Collaborytics helps users gain any useful information about a team's
adherence to
good Source
Code Management (SCM) practices--such as small
and frequent checkins--and good Extreme
Programming
(XP) practices--such as pair rotations
and collective
code ownership--by analyzing the evolution of a codebase in a
repository over time.
The motivation is to visualize metrics that developers, technical leads
and consultants like myself will find useful for gaining insight into
their software development process. For example, a popular social
coding service, GitHub, has some
graphs to visualize "Code
Impact" (lines added + lines deleted for all non-merge commits
during a given timeframe) and commit
activity by day and hour.
The questions that the minimum feature set
answers are:
- How active is each contributor/developer?
- Are the contributors/developers making small and frequent changes or
otherwise? (More
info on XP best practice of small and frequent checkins.)

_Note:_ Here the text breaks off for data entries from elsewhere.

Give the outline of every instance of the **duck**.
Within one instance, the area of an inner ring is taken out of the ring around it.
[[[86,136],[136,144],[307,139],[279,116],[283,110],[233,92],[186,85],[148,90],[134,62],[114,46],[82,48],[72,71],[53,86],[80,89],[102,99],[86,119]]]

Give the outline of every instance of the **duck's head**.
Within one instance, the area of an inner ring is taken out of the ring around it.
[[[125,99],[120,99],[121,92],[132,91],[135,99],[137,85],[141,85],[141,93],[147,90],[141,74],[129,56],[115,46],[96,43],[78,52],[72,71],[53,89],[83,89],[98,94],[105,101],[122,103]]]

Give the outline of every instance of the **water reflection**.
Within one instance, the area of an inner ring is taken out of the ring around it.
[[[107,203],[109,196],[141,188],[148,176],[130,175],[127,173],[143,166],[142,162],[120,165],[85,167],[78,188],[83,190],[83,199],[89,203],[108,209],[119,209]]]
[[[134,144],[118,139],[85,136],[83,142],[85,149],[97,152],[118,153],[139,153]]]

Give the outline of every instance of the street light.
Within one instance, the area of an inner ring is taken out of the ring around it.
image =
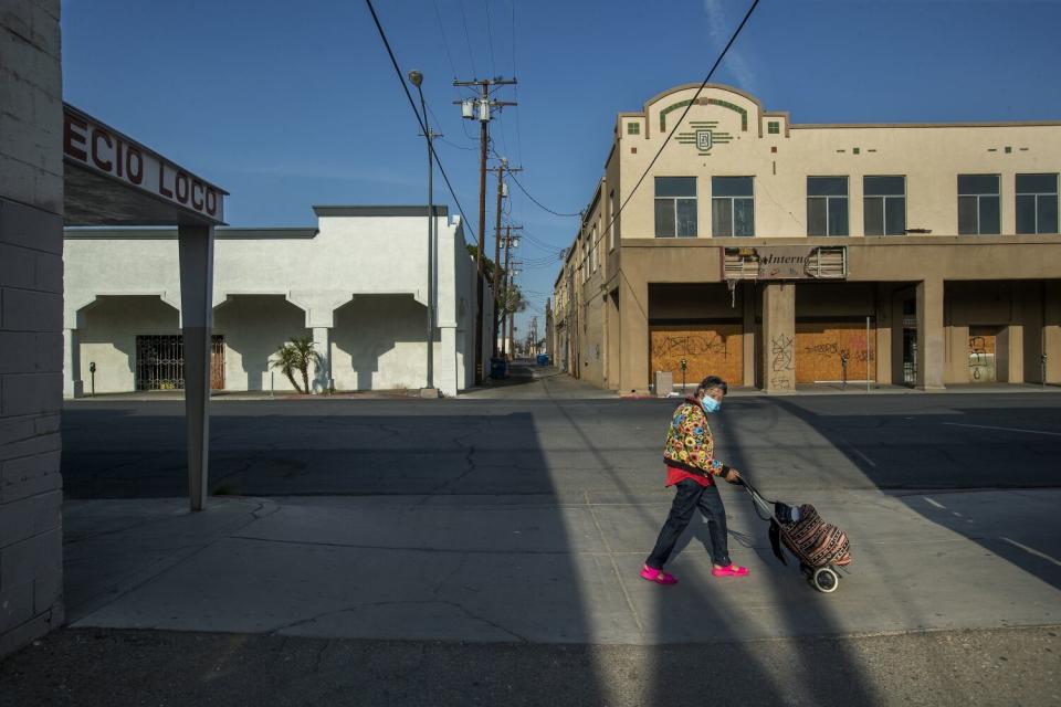
[[[420,94],[420,109],[423,113],[423,136],[428,140],[428,384],[424,387],[421,397],[438,397],[434,388],[434,240],[435,223],[434,218],[434,150],[431,140],[434,133],[428,125],[428,105],[423,101],[423,89],[420,85],[423,83],[423,74],[419,71],[409,72],[409,83],[417,87]]]

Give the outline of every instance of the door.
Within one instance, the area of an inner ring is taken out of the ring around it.
[[[969,327],[969,382],[994,383],[998,327]]]
[[[210,390],[224,390],[224,337],[210,337]]]
[[[210,338],[210,388],[224,388],[224,337]],[[183,390],[185,341],[179,334],[136,337],[136,389]]]

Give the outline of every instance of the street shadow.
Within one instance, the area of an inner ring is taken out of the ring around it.
[[[69,576],[92,580],[95,594],[108,585],[101,572],[136,578],[118,601],[157,629],[195,629],[209,615],[213,630],[249,633],[591,644],[589,602],[620,595],[596,577],[585,516],[556,503],[530,412],[445,400],[214,405],[210,488],[272,497],[277,509],[150,581],[172,548],[147,511],[129,509],[187,494],[181,403],[72,404],[63,424],[71,497],[144,502],[95,506],[125,509],[135,527],[94,534],[82,517]],[[158,523],[193,528],[219,513],[181,520],[164,505]],[[101,608],[92,621],[106,615]],[[482,679],[505,675],[487,662]],[[607,703],[589,663],[579,695]]]
[[[744,399],[739,402],[727,401],[725,412],[714,415],[710,421],[715,435],[716,456],[734,468],[748,468],[749,461],[743,451],[746,430],[742,430],[738,420],[744,415],[755,415],[757,402]],[[661,441],[669,422],[669,414],[661,416]],[[663,474],[662,468],[660,474]],[[655,616],[656,631],[663,636],[701,636],[690,642],[707,644],[697,646],[704,653],[705,665],[702,671],[677,674],[674,662],[661,652],[653,669],[652,694],[661,696],[660,704],[692,703],[697,696],[702,699],[717,696],[725,701],[725,695],[732,689],[725,683],[733,674],[757,685],[756,704],[880,704],[882,695],[863,664],[839,642],[828,646],[828,656],[811,655],[800,650],[799,645],[789,644],[791,647],[787,650],[784,666],[756,664],[753,654],[740,651],[742,644],[726,643],[724,657],[713,655],[713,644],[740,635],[745,622],[775,626],[777,637],[833,636],[847,631],[837,610],[829,605],[829,598],[819,595],[808,584],[792,557],[789,556],[790,564],[785,567],[773,556],[765,521],[760,521],[754,513],[748,513],[742,514],[742,517],[748,518],[749,525],[736,523],[738,517],[734,516],[734,508],[742,504],[750,505],[744,489],[725,482],[718,485],[726,506],[731,558],[737,564],[747,564],[748,559],[756,556],[760,562],[753,564],[761,569],[746,578],[712,577],[711,536],[706,520],[697,511],[669,563],[669,568],[686,579],[674,588],[660,588],[672,591],[659,592]],[[665,513],[661,513],[656,525],[662,526],[664,519]],[[706,557],[693,564],[690,556],[700,552]],[[770,609],[770,615],[758,616],[756,610],[743,605],[740,582],[754,582],[758,585],[756,589],[768,589],[768,599],[763,605]],[[739,667],[731,669],[731,665]],[[823,695],[822,688],[830,684],[831,676],[837,673],[847,677],[844,694]]]

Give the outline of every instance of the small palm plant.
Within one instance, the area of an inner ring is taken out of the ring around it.
[[[321,366],[321,355],[313,350],[313,337],[293,336],[274,356],[270,366],[279,368],[300,393],[309,392],[309,366]],[[300,388],[295,380],[295,371],[302,373],[303,388]]]

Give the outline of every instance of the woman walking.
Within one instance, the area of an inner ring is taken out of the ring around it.
[[[727,390],[726,381],[708,376],[696,388],[696,394],[686,398],[674,411],[663,449],[666,485],[675,489],[674,503],[655,548],[641,570],[641,577],[650,582],[677,583],[673,574],[663,571],[663,566],[697,508],[707,519],[711,534],[711,573],[715,577],[744,577],[748,573],[746,567],[737,567],[729,559],[726,509],[715,485],[718,477],[738,484],[740,475],[715,458],[715,443],[707,426],[707,415],[718,412]]]

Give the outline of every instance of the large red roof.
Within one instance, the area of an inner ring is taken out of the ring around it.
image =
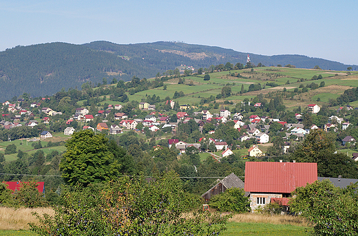
[[[289,193],[317,180],[317,163],[246,162],[245,191]]]

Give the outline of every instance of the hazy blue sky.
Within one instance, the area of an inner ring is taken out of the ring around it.
[[[0,51],[48,42],[179,41],[358,65],[358,1],[4,1]]]

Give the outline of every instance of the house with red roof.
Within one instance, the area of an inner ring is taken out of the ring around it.
[[[138,122],[134,120],[127,120],[126,129],[136,129]]]
[[[262,152],[262,151],[260,149],[259,149],[259,147],[256,145],[253,145],[253,147],[249,148],[249,150],[247,150],[247,151],[249,152],[249,156],[257,157],[264,155],[264,153]]]
[[[221,153],[221,156],[223,158],[226,158],[232,154],[233,154],[233,152],[229,148],[227,148],[225,151]]]
[[[179,142],[179,140],[178,139],[172,139],[172,138],[169,138],[168,140],[168,147],[169,147],[169,149],[171,147],[171,145],[173,144],[177,144],[178,142]]]
[[[256,115],[251,115],[251,116],[250,116],[249,119],[250,120],[250,122],[251,122],[251,121],[253,121],[253,120],[260,119],[260,116],[256,116]]]
[[[92,115],[85,115],[84,120],[85,122],[89,122],[89,121],[93,120],[93,116]]]
[[[21,181],[3,182],[3,183],[6,184],[8,185],[6,186],[6,189],[12,190],[13,193],[16,193],[23,185],[29,184],[28,182],[21,182]],[[45,182],[38,182],[36,189],[39,190],[39,193],[45,193]]]
[[[271,202],[280,202],[287,209],[291,193],[317,180],[317,163],[245,163],[244,190],[250,192],[252,211]]]
[[[253,119],[251,122],[251,124],[253,125],[253,124],[257,124],[260,121],[261,121],[261,119]]]
[[[96,129],[99,131],[103,131],[103,129],[108,129],[107,124],[105,122],[99,122]]]

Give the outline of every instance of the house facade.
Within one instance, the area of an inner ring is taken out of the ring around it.
[[[63,131],[63,134],[65,134],[65,136],[70,136],[72,135],[75,131],[76,129],[74,129],[74,128],[73,127],[67,127]]]
[[[317,163],[246,162],[244,190],[251,211],[274,202],[288,207],[291,193],[316,181],[317,173]]]
[[[308,112],[310,112],[313,114],[317,114],[321,110],[321,107],[317,104],[310,104],[307,106],[308,109]]]

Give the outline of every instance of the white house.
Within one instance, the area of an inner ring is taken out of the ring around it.
[[[158,131],[159,128],[158,127],[156,127],[156,125],[151,125],[151,126],[149,126],[149,130],[153,132],[155,132],[156,131]]]
[[[348,126],[350,125],[350,123],[349,122],[345,122],[342,124],[342,130],[346,130],[348,127]]]
[[[262,151],[256,145],[251,147],[247,151],[249,156],[262,156],[264,155]]]
[[[228,110],[221,110],[220,111],[220,117],[224,117],[227,118],[228,117],[231,116],[231,112]]]
[[[268,142],[268,140],[270,140],[270,136],[268,136],[268,135],[266,133],[259,133],[256,134],[255,138],[260,143],[266,143]]]
[[[122,109],[122,107],[123,107],[123,106],[121,105],[114,105],[114,109],[116,110],[120,110]]]
[[[224,150],[227,149],[227,143],[226,142],[215,142],[216,150]]]
[[[225,151],[221,153],[221,156],[226,158],[227,156],[229,156],[232,154],[233,154],[233,152],[230,149],[227,149]]]
[[[242,114],[241,113],[236,112],[236,113],[233,115],[233,118],[234,118],[234,119],[238,119],[238,120],[242,120],[242,119],[244,118],[244,116],[242,116]]]
[[[208,110],[202,110],[201,113],[202,114],[203,120],[207,120],[209,118],[213,118],[213,114],[211,114]]]
[[[63,131],[63,134],[65,136],[70,136],[74,133],[74,132],[76,131],[73,127],[67,127],[65,129],[65,131]]]
[[[319,107],[319,106],[317,104],[310,104],[307,106],[307,107],[308,109],[308,112],[310,112],[313,114],[317,114],[321,109],[321,107]]]
[[[42,131],[42,133],[40,133],[40,136],[43,139],[45,139],[47,138],[52,138],[52,135],[49,131]]]
[[[76,108],[75,111],[76,114],[80,114],[83,116],[87,115],[89,112],[90,111],[86,108]]]

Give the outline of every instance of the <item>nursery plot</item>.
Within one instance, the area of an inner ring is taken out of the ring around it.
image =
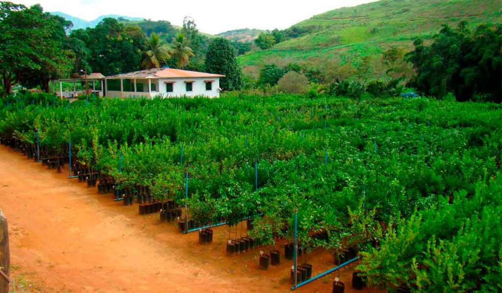
[[[301,248],[323,247],[335,262],[362,254],[370,283],[500,286],[499,105],[242,94],[50,100],[0,106],[2,142],[55,168],[69,162],[128,204],[172,203],[194,228],[251,217],[249,236],[262,244],[291,240],[296,212]]]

- What are the trends and outliers in file impact and files/checkin
over time?
- What is the contribution level (# of unique contributors) for
different time periods (or iterations)?
- How do the various metrics relate to each other (exploration of
multidimensional metrics)?
Some of the questions I would like to answer with the visualization in
the future are:
- What are the most/least active areas of the codebase?
- Is there a good dispersion of code ownership amongst the developers?
- Who has more experience in what parts of the codebase?
- What are the trends in line impact and lines/checkin? This provides a
lower level of granularity
In the future, I would also like to incorporate other metrics such as flog scores, toxicity
and cyclomatic
complexity, but at the moment
I'm more interested in spotting trends emerging from source control
activity. Needless to say, we should always take software metrics with
a grain of salt. I find them particularly useful in spotting trends and
outliers and not in arriving at black or white conclusions.